Remember when age crept up on me, my bones became stiff and my movements slower. Still I met you at the door when you came home and followed you around the house. We'd been together for so long, I was your very best friend regardless of what you were doing, saying, thinking. Did I not look at you with such kindness and understanding that you felt overwhelmed? I couldn't get enough of you.

Remember the last time we saw each other with earthly eyes? You tried to be brave but I knew you were crying ... I know you so well. Better than anyone else in the whole world. Did I not look at you with such pure trust and love that you yearned only to hold me close and keep me with you always? Did you not promise that you would love me forever? I believed you. If this is so then why have you let me go by thinking I no longer exist?

Remember the depth in my eyes all those times I looked at you with adoration, acceptance, patience, trust and love. Who created this depth and love? Would the Creator diminish the song of our laughter 
which was created in the name of love? I am no longer an earthly figure, this is true. My body was only part of who I really am. My body would have been but a mere shell on earth if it were not filled 
to overflowing with my soul, my spirit, my loving light. 

When we met you thought I was cute, sweet, pretty and adorable. But what kind of relationship would we have had if this is all that I'd been?
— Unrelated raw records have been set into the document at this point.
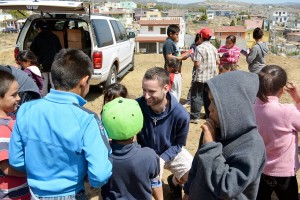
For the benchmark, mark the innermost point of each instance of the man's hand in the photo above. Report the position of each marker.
(209, 131)
(161, 164)
(294, 91)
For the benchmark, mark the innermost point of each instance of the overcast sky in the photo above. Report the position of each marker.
(246, 1)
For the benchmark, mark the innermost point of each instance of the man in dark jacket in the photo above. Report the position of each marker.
(45, 45)
(231, 155)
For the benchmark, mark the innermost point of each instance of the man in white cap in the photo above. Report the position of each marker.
(205, 62)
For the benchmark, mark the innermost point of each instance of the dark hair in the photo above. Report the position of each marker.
(6, 79)
(173, 28)
(158, 73)
(232, 38)
(258, 33)
(198, 36)
(69, 67)
(41, 24)
(272, 78)
(27, 55)
(173, 63)
(113, 91)
(228, 67)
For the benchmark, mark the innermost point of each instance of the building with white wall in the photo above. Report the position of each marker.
(153, 33)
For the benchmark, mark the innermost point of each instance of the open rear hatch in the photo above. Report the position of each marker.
(46, 6)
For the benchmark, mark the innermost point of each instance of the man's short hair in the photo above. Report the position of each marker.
(173, 62)
(158, 73)
(173, 28)
(69, 67)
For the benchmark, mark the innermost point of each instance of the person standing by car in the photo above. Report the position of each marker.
(170, 48)
(45, 45)
(73, 146)
(165, 128)
(205, 62)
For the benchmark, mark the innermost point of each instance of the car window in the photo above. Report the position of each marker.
(122, 30)
(102, 32)
(119, 31)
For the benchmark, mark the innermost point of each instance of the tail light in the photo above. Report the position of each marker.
(97, 59)
(16, 51)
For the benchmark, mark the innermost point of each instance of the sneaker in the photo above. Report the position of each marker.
(175, 191)
(195, 121)
(202, 116)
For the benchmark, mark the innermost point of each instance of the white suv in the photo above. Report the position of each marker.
(104, 39)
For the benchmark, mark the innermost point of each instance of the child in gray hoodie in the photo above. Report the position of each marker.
(231, 155)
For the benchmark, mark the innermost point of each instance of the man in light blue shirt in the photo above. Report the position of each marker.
(56, 141)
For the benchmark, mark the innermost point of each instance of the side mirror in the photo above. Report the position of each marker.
(131, 35)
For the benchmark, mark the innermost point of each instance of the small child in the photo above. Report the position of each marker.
(229, 53)
(227, 68)
(13, 183)
(113, 91)
(175, 85)
(278, 124)
(135, 169)
(256, 56)
(28, 62)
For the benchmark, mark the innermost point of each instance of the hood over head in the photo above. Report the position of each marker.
(234, 94)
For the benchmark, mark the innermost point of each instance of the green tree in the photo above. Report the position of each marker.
(232, 23)
(17, 15)
(158, 7)
(203, 18)
(202, 9)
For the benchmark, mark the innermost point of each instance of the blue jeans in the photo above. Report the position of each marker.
(198, 97)
(79, 196)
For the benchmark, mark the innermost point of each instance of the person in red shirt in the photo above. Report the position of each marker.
(229, 53)
(13, 184)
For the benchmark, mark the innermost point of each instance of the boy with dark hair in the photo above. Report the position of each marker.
(231, 155)
(256, 57)
(170, 48)
(165, 129)
(57, 141)
(13, 183)
(135, 169)
(175, 84)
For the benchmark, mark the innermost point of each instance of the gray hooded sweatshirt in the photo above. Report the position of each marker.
(256, 57)
(230, 167)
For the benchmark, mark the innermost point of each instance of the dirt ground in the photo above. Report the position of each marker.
(133, 81)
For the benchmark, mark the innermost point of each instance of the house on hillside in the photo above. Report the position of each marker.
(249, 37)
(279, 17)
(153, 33)
(238, 31)
(153, 13)
(139, 12)
(251, 24)
(224, 13)
(125, 16)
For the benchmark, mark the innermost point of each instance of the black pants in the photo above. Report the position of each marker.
(199, 97)
(286, 188)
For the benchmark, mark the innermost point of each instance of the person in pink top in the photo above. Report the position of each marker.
(229, 53)
(278, 124)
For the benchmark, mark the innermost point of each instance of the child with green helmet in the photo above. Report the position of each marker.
(135, 169)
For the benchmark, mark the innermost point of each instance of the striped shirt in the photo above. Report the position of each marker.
(207, 55)
(11, 187)
(233, 55)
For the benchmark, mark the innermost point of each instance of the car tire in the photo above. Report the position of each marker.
(112, 76)
(132, 62)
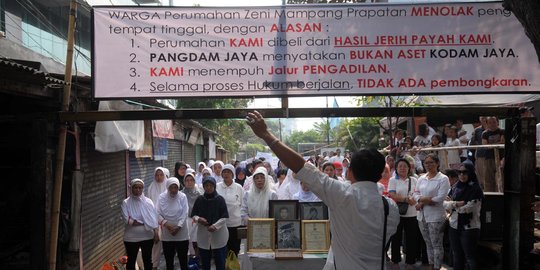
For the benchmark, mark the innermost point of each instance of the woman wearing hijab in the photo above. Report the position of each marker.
(430, 192)
(293, 185)
(329, 169)
(141, 225)
(157, 187)
(192, 193)
(255, 203)
(198, 175)
(305, 195)
(180, 172)
(281, 185)
(210, 213)
(216, 168)
(207, 171)
(172, 208)
(400, 189)
(466, 201)
(240, 176)
(233, 194)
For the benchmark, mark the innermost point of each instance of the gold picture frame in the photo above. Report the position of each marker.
(315, 236)
(261, 236)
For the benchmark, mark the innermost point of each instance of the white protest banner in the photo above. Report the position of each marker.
(307, 50)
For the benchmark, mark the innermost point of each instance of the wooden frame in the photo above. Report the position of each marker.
(318, 209)
(315, 236)
(277, 209)
(261, 235)
(288, 234)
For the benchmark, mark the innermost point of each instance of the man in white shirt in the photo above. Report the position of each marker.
(357, 219)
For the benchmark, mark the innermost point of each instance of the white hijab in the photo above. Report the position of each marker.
(258, 198)
(142, 209)
(218, 177)
(155, 188)
(306, 196)
(170, 208)
(198, 178)
(293, 184)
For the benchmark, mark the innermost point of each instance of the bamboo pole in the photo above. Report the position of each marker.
(61, 148)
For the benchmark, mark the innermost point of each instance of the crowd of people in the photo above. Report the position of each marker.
(486, 131)
(198, 211)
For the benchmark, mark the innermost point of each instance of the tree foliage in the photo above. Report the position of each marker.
(228, 129)
(358, 133)
(251, 149)
(296, 137)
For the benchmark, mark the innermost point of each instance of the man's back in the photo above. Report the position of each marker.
(356, 219)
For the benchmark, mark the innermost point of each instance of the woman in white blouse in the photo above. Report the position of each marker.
(192, 192)
(466, 200)
(141, 225)
(172, 208)
(431, 190)
(401, 188)
(210, 213)
(256, 199)
(233, 194)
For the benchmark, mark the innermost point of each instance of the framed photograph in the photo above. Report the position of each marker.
(315, 236)
(313, 211)
(283, 209)
(261, 237)
(288, 234)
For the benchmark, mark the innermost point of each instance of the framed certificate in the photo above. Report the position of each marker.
(315, 236)
(313, 211)
(289, 234)
(261, 235)
(283, 209)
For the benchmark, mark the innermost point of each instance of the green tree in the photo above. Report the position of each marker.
(251, 149)
(358, 133)
(227, 129)
(296, 137)
(390, 101)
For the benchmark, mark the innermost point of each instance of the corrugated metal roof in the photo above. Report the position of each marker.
(16, 71)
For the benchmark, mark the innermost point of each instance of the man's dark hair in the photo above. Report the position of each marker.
(451, 173)
(367, 165)
(281, 172)
(256, 162)
(423, 130)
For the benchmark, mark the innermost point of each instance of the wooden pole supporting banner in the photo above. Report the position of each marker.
(61, 148)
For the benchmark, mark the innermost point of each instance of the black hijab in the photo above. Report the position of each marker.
(466, 192)
(470, 190)
(238, 180)
(177, 166)
(210, 206)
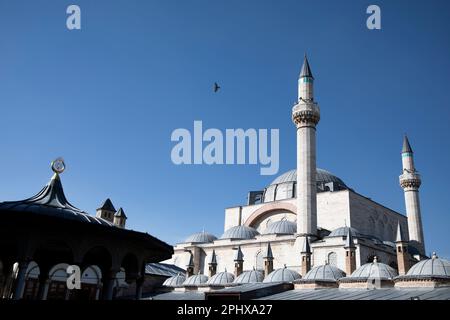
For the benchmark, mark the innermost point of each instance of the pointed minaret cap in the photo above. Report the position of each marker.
(107, 205)
(349, 240)
(120, 213)
(306, 70)
(191, 260)
(406, 146)
(268, 255)
(239, 255)
(213, 258)
(399, 236)
(306, 246)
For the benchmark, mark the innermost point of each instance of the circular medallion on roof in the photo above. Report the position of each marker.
(175, 281)
(324, 272)
(251, 276)
(434, 267)
(281, 227)
(221, 279)
(195, 280)
(58, 165)
(240, 232)
(282, 275)
(200, 237)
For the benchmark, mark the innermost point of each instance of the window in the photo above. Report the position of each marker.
(332, 259)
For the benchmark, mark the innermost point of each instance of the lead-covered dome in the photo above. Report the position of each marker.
(376, 270)
(240, 232)
(282, 275)
(281, 227)
(434, 267)
(174, 281)
(195, 280)
(324, 273)
(200, 237)
(221, 279)
(342, 232)
(251, 276)
(283, 187)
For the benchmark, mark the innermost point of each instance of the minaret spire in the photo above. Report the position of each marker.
(306, 115)
(410, 181)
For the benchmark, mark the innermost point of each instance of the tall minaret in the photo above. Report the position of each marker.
(410, 182)
(305, 115)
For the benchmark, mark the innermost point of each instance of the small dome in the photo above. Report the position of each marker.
(251, 276)
(281, 227)
(240, 232)
(282, 275)
(342, 232)
(195, 280)
(324, 272)
(434, 267)
(174, 281)
(220, 279)
(376, 270)
(200, 237)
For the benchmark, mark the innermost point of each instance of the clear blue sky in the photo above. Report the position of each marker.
(107, 98)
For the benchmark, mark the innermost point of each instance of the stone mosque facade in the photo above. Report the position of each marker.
(307, 218)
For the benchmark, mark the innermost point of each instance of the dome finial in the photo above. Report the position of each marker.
(58, 166)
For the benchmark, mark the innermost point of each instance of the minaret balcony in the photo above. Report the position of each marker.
(305, 113)
(410, 180)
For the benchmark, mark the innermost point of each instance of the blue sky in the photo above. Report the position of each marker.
(108, 97)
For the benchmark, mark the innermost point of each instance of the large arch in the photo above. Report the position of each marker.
(267, 209)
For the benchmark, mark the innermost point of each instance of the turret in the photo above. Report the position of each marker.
(306, 115)
(410, 181)
(120, 218)
(268, 260)
(306, 257)
(238, 262)
(106, 211)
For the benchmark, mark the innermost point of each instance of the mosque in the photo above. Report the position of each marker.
(309, 229)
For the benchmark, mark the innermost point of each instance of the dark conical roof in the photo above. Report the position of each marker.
(107, 205)
(406, 146)
(51, 201)
(120, 213)
(306, 69)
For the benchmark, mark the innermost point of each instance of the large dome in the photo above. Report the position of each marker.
(434, 267)
(200, 237)
(240, 232)
(322, 176)
(282, 275)
(283, 187)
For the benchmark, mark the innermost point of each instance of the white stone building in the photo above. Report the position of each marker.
(309, 216)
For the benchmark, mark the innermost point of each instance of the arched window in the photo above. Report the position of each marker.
(332, 259)
(259, 261)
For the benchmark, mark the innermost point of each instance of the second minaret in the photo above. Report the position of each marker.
(306, 115)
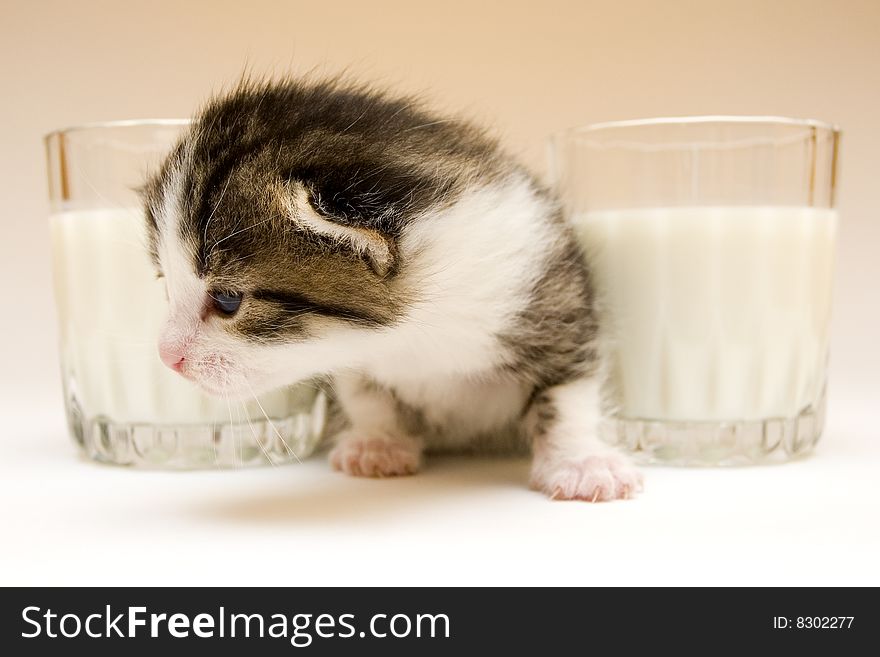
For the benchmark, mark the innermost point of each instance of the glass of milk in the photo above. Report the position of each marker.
(711, 243)
(123, 406)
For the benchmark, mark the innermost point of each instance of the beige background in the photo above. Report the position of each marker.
(526, 68)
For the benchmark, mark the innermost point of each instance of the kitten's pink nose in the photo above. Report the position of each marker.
(171, 357)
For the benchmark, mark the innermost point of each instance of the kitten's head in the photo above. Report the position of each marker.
(276, 223)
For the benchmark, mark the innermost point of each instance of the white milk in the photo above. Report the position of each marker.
(111, 308)
(714, 313)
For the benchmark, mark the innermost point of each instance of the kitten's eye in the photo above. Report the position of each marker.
(227, 302)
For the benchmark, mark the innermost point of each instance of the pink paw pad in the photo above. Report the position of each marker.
(599, 478)
(375, 456)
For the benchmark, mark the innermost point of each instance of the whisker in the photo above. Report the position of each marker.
(272, 424)
(216, 205)
(247, 416)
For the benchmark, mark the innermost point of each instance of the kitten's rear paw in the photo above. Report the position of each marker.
(596, 478)
(375, 455)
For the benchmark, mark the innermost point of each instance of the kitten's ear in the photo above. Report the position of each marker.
(371, 245)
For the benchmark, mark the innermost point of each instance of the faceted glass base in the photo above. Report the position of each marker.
(717, 443)
(194, 446)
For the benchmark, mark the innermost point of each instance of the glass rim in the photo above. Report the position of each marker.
(118, 123)
(722, 119)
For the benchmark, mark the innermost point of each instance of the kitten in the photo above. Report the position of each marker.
(306, 228)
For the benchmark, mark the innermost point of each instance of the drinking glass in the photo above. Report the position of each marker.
(123, 406)
(711, 243)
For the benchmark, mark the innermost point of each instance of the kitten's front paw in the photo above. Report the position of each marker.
(365, 455)
(595, 478)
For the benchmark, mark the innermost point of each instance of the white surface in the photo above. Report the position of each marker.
(706, 302)
(463, 521)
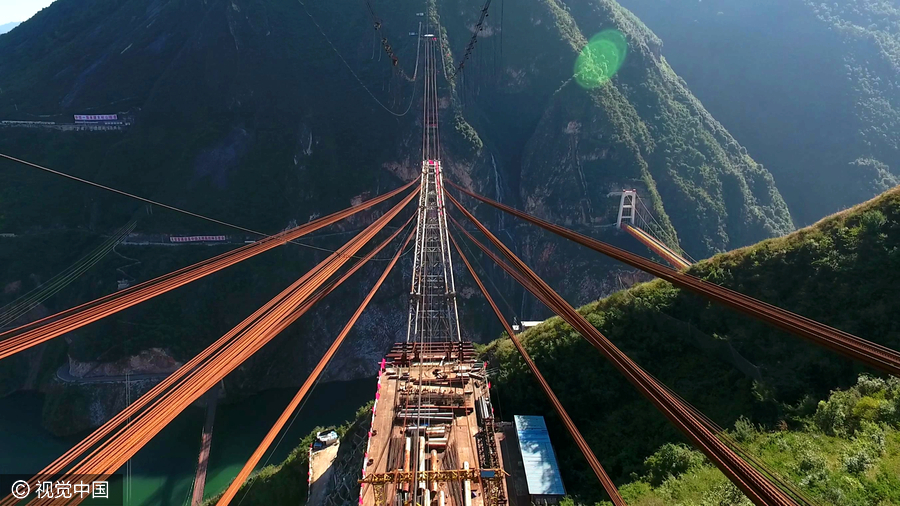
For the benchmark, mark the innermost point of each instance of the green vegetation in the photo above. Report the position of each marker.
(600, 59)
(809, 87)
(840, 271)
(847, 453)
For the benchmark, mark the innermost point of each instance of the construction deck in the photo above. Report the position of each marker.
(432, 441)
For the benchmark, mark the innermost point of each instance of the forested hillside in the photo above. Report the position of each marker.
(841, 271)
(267, 113)
(847, 453)
(809, 87)
(808, 414)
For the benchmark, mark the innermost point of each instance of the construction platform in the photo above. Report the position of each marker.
(432, 441)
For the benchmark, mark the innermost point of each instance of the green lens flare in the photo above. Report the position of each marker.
(600, 59)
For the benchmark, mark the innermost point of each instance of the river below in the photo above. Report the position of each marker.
(162, 472)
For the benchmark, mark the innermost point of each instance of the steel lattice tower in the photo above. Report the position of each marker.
(433, 314)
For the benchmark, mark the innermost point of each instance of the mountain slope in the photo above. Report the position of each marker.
(809, 87)
(266, 113)
(840, 271)
(7, 27)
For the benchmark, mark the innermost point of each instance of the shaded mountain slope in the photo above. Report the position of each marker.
(245, 111)
(840, 271)
(810, 88)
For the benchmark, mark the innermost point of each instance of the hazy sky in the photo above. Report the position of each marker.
(20, 10)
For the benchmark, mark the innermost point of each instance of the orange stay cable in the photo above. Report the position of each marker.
(755, 486)
(32, 334)
(106, 457)
(115, 453)
(604, 478)
(873, 354)
(307, 385)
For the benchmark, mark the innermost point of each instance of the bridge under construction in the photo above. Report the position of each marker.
(433, 440)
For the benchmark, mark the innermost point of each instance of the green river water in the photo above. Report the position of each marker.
(162, 472)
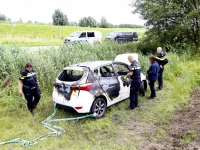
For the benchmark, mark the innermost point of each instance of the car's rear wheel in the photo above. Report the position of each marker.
(99, 107)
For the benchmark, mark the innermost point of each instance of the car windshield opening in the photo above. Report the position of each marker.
(113, 34)
(71, 75)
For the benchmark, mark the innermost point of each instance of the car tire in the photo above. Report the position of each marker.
(99, 107)
(142, 89)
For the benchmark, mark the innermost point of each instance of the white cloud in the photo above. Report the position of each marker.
(115, 11)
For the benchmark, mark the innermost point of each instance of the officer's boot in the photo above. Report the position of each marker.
(31, 111)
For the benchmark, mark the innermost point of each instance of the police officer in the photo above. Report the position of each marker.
(152, 75)
(28, 84)
(134, 74)
(161, 60)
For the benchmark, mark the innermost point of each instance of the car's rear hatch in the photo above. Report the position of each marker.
(71, 78)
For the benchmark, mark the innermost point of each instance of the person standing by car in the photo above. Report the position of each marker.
(28, 84)
(152, 75)
(134, 74)
(161, 60)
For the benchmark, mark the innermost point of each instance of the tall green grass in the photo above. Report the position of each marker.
(180, 76)
(40, 35)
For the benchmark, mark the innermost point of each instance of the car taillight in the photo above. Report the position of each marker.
(55, 85)
(85, 87)
(79, 107)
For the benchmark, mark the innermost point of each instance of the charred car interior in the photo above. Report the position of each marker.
(91, 87)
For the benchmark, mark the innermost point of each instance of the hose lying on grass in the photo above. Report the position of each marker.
(55, 130)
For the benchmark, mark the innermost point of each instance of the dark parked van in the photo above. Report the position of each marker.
(122, 37)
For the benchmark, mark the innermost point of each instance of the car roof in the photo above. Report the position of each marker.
(94, 64)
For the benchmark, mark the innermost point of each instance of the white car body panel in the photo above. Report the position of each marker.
(91, 40)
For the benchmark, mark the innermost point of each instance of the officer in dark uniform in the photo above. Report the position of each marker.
(134, 74)
(161, 60)
(152, 75)
(28, 84)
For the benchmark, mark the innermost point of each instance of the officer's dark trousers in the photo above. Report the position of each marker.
(134, 93)
(152, 88)
(160, 78)
(32, 96)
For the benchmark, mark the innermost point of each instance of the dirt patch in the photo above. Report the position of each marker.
(183, 132)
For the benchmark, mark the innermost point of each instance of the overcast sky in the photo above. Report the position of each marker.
(115, 11)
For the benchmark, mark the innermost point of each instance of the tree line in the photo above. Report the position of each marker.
(61, 19)
(174, 24)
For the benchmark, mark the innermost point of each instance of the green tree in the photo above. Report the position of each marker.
(87, 22)
(170, 21)
(59, 18)
(3, 17)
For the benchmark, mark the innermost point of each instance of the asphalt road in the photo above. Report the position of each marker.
(35, 48)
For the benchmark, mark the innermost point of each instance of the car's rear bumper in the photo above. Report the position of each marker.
(81, 101)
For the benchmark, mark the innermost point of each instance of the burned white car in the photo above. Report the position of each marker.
(91, 87)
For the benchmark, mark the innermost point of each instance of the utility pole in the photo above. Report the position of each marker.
(11, 32)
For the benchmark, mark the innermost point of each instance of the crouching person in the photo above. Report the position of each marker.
(152, 75)
(28, 85)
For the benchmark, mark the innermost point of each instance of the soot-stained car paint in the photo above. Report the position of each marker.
(98, 86)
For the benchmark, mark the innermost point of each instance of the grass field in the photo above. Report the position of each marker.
(90, 134)
(47, 35)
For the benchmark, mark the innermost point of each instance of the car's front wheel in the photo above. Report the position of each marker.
(99, 107)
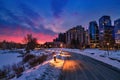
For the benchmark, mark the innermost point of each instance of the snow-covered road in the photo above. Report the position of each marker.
(80, 67)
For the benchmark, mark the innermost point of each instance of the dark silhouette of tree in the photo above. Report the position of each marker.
(30, 42)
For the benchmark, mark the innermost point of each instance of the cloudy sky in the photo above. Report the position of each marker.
(46, 18)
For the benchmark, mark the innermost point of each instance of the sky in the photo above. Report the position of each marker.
(44, 19)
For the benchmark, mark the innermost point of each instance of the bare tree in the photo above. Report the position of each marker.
(30, 42)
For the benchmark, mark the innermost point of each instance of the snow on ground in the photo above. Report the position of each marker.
(112, 59)
(49, 70)
(8, 57)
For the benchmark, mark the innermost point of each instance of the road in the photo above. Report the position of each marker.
(79, 67)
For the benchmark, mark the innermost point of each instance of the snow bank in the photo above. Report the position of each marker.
(8, 58)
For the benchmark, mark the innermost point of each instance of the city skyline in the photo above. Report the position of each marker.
(46, 18)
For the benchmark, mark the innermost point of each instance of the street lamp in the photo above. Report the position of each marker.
(94, 45)
(61, 45)
(108, 47)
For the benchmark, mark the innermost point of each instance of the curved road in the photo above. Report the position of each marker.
(79, 67)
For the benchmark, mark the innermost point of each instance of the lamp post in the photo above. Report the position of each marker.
(61, 45)
(108, 47)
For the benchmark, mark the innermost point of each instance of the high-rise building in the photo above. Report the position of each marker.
(75, 37)
(117, 31)
(93, 34)
(87, 42)
(104, 25)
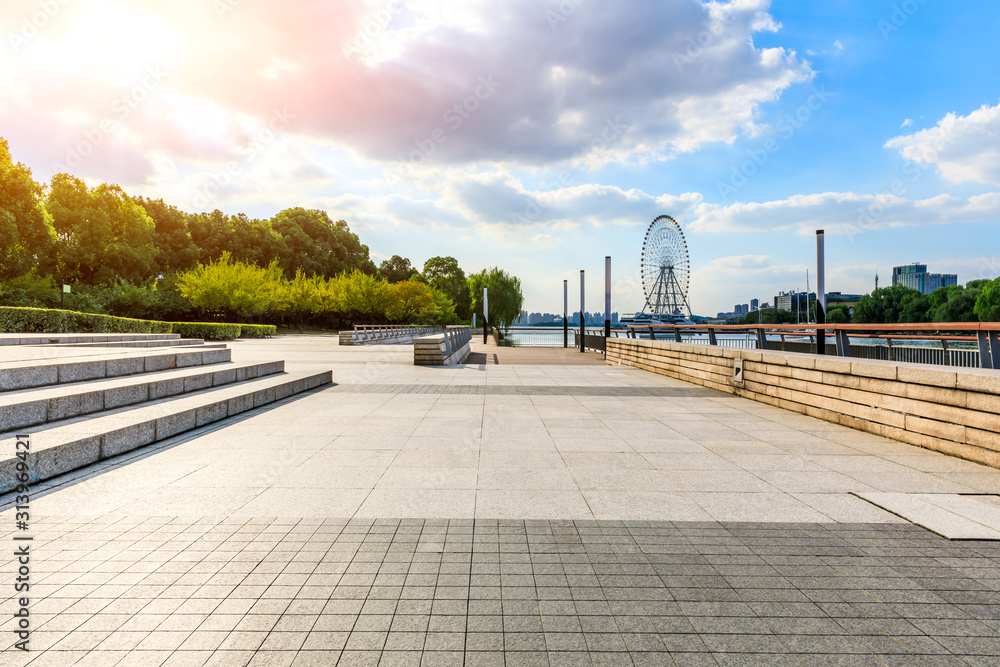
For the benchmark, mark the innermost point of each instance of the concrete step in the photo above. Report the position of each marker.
(64, 446)
(27, 374)
(167, 342)
(23, 409)
(56, 339)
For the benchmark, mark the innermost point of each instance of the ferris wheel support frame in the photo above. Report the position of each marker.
(665, 294)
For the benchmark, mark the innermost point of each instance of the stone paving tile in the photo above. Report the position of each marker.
(511, 592)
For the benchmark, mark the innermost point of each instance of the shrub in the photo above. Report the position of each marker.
(257, 330)
(207, 330)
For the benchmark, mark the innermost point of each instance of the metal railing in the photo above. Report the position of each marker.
(962, 344)
(380, 334)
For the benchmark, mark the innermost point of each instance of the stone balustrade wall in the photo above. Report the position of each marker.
(445, 349)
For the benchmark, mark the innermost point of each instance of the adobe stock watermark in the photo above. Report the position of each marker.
(563, 11)
(225, 7)
(613, 129)
(713, 28)
(869, 216)
(454, 116)
(34, 23)
(373, 25)
(901, 14)
(123, 106)
(786, 127)
(217, 182)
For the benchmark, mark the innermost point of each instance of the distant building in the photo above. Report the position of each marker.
(794, 301)
(915, 276)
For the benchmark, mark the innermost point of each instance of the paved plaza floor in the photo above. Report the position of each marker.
(504, 514)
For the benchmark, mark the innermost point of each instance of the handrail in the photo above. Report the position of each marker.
(916, 326)
(989, 345)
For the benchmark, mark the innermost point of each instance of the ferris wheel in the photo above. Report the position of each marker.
(665, 268)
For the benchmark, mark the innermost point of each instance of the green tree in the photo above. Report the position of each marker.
(176, 250)
(838, 314)
(409, 299)
(363, 298)
(988, 303)
(103, 234)
(303, 298)
(444, 274)
(769, 316)
(504, 296)
(915, 308)
(884, 305)
(318, 245)
(247, 240)
(230, 288)
(396, 269)
(26, 234)
(444, 309)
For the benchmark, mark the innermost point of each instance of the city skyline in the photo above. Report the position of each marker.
(540, 158)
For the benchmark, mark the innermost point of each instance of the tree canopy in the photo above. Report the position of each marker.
(103, 234)
(26, 234)
(396, 269)
(504, 297)
(444, 274)
(988, 303)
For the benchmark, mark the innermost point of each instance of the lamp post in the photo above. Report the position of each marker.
(820, 292)
(486, 316)
(607, 302)
(565, 313)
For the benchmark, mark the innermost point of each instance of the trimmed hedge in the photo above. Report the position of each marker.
(46, 320)
(207, 330)
(51, 320)
(257, 330)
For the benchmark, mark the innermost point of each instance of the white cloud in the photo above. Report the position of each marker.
(963, 148)
(842, 213)
(668, 77)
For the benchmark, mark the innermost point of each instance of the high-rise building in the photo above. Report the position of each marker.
(915, 276)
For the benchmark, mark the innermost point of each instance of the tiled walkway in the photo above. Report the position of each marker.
(504, 515)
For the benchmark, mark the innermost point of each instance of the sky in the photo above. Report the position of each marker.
(540, 136)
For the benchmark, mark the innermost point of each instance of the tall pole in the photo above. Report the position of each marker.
(807, 297)
(565, 313)
(486, 316)
(607, 302)
(820, 291)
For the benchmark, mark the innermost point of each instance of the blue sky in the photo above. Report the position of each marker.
(350, 107)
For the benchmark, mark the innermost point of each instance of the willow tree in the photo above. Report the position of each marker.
(504, 300)
(26, 234)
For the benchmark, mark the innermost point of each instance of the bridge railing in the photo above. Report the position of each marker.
(382, 334)
(979, 346)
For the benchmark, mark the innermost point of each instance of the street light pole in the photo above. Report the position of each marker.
(565, 313)
(820, 292)
(607, 302)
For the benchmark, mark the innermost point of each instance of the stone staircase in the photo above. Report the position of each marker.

How could you have loved me if I'd had no spiritual substance?
We are all made up of energy which resides far deep down inside of us, it is our core, our soul, spirit and loving light. It is the energy that is all of life ... it has no beginning, it has no end. It simply is and always will be and without it there is no life. You can't see it with the naked eye nor can you hold it in your hand, it is simply a certain knowing that this energy does exist. It's a knowing just as you know that our love existed on earth - you couldn't see our love in a solid sense, you couldn't gather it all up and confine it to one place. But you *knew* it existed. There was no doubt in your mind.They demand you get over me, insisting that I'm dead and you'll never see me again because animals don't go to 
Heaven. 
Oh really? I'm here to tell you different. You were worthy of my love and undying devotion on earth as I was of yours. Do you really believe this love would be snatched from us *forever* by a loving Creator simply because I wasn't human? Was I not a living, breathing creation with personality? How could I have been so if I didn't possess the energy of soul, spirit and loving light? And if this energy is and always will be, then how can it be that I am dead? If my core is not of the energy that is all of life then I was never alive to begin with. 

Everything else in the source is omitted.